Longtime New York Observer editor Peter Kaplan died on Friday at the age of 59. In a New Republic profile from last fall, Nathan Heller said of Kaplan, “Much of New York’s journalism world has come to regard Kaplan as a distant but endearing uncle—quirky, steeped in lore, and something of a daemon of the trade.” Longform has a nice selection of articles by and about Kaplan, including an oral history of the Kaplan era of the Observer, written when Kaplan left the paper in 2009.
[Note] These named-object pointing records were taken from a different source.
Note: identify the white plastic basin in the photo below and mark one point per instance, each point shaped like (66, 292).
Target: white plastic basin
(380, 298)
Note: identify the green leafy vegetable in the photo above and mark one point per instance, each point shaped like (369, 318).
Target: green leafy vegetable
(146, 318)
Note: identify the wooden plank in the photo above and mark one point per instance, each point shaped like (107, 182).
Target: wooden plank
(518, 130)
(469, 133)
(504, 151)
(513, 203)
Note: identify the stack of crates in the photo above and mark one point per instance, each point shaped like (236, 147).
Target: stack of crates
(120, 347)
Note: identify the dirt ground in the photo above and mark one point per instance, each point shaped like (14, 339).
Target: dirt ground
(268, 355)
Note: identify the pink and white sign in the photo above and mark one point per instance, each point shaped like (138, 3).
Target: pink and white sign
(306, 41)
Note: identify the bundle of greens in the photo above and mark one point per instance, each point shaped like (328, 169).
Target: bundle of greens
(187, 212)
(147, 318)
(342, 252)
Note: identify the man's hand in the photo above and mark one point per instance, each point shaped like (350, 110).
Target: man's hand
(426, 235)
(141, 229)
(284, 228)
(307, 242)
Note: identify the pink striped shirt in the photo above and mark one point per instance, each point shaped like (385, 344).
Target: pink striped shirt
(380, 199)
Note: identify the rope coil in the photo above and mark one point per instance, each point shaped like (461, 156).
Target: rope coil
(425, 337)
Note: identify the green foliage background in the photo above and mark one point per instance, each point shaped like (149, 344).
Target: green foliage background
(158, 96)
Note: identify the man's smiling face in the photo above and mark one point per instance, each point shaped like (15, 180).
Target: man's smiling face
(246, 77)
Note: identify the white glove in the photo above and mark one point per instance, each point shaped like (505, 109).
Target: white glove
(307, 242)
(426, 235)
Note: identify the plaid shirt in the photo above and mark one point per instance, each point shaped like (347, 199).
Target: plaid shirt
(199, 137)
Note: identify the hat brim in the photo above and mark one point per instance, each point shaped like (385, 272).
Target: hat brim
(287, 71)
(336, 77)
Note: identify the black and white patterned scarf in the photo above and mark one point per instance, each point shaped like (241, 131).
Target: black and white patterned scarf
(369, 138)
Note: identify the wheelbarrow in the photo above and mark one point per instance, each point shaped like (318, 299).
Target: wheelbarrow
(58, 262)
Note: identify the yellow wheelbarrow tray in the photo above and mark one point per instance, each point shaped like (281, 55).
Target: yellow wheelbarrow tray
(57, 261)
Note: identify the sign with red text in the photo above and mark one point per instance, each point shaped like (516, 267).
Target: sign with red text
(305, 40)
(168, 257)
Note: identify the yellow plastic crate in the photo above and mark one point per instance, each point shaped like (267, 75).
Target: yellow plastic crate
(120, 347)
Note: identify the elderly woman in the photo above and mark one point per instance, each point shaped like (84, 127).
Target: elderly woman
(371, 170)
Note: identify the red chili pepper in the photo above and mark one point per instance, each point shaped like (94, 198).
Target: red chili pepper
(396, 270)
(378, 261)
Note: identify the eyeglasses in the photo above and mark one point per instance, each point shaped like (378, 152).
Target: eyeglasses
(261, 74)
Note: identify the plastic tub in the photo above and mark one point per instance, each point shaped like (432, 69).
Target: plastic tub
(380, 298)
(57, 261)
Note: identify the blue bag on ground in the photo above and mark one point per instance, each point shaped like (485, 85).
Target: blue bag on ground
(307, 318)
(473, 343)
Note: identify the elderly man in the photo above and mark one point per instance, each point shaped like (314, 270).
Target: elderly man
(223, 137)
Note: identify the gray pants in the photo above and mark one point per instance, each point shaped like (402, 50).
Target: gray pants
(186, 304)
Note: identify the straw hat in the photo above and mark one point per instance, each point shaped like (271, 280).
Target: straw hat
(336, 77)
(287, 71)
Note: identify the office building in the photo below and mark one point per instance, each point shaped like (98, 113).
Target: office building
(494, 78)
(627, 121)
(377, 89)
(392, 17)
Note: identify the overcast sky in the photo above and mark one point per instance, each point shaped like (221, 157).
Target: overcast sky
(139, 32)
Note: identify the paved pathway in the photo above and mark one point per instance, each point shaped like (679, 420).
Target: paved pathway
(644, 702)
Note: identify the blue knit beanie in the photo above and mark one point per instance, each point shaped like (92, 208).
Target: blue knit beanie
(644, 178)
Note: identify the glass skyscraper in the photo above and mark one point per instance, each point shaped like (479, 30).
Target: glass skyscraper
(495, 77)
As the sale of the Bay Psalms book for $14.2 million last week reveals, the rare-book business is a lucrative one. So perhaps it’s no surprise that Marino Massimo De Caro, the former director of the Girolamini Library in Naples, has been accused of stealing thousands of volumes from the collection, including editions of Aristotle, Descartes, and Machiavelli. De Caro himself is a character worthy of fictional treatment: A self-taught librarian without a college degree, he came, through political connections, to be in charge of some of the world’s most valuable books. He argues that he stole in part to “raise money to restore the library.” He has also admitted to creating several fake copies of Galileo’s Sidereus Nuncius, and cites Borges when explaining the quality of his forgeries.
Three previously unpublished J.D. Salinger stories—”The Ocean Full of Bowling Balls,” “Paula,” and “Birthday Boy”—have been leaked online.
The Dutch writer Arnon Grunberg is currently writing a novella while wearing electrodes that measure his brain waves, as well as sensors tracking his facial expressions and measuring other vital signs. After the book is published next fall, some readers will measure their physical responses, and researchers will comb through the data in hopes of making sense of it all. Literature, meet the “quantified self” movement.
Tonight at Housing Works bookstore in New York, authors Mike Albo, Choire Sicha, Emily Gould and others answer the age-old New York question: Is living in the city worth it?